Sleep apnoea is a breathing disorder that results in a person’s breathing being interrupted, which can last from a few seconds to minutes, and may occur 30 times or more in an hour.

If left untreated, sleep apnoea raises the risk of heart disease, diabetes, sleepiness, cognitive impairment and a motor vehicle accident.

Until now, the most effective treatment had been with a continuous positive airway pressure (CPAP) device that keeps the person’s airway open. Now though, a drug that has been around for a quarter of a century might offer an alternative treatment.

In a paper set to be published to the journal Sleep, a team from the University of Illinois at Chicago (UIC) investigated the effect of dronabinol, a synthetic version of the molecule Delta-9-tetrahydrocannabinol (THC) found in cannabis.

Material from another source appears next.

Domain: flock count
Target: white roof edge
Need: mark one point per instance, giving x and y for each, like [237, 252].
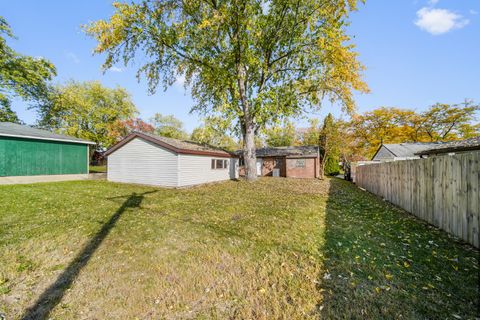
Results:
[49, 139]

Approved by the US Food and Drug Administration (FDA) more than 25 years ago to treat nausea and vomiting in chemotherapy patients, the drug was used on 73 adult patients with moderate or severe sleep apnoea.

More than just a physical problem

Lasting for six weeks, the trial was the largest and longest randomised of its kind to test a drug treatment for sleep apnoea.

When results were analysed, treatment with the highest doses of the drug (10 milligrams) showed a 33pc lower frequency of apnoea during sleep, decreased subjective sleepiness and greater overall treatment satisfaction compared to the placebo group.

What these findings suggest is that sleep apnoea might not necessarily be simply a physiological problem, but caused by multiple factors as well.

“The CPAP device targets the physical problem but not the cause,” said the paper’s lead author, Dr Phyllis Zee.

“The drug targets the brain and nerves that regulate the upper airway muscles. It alters the neurotransmitters from the brain that communicate with the muscles. Better understanding of this will help us develop more effective and personalised treatments for sleep apnoea.”

The next step of the team’s research will be to expand the trial to greater numbers, and UIC has already licensed the experimental drug treatment with pharmaceutical company RespireRx.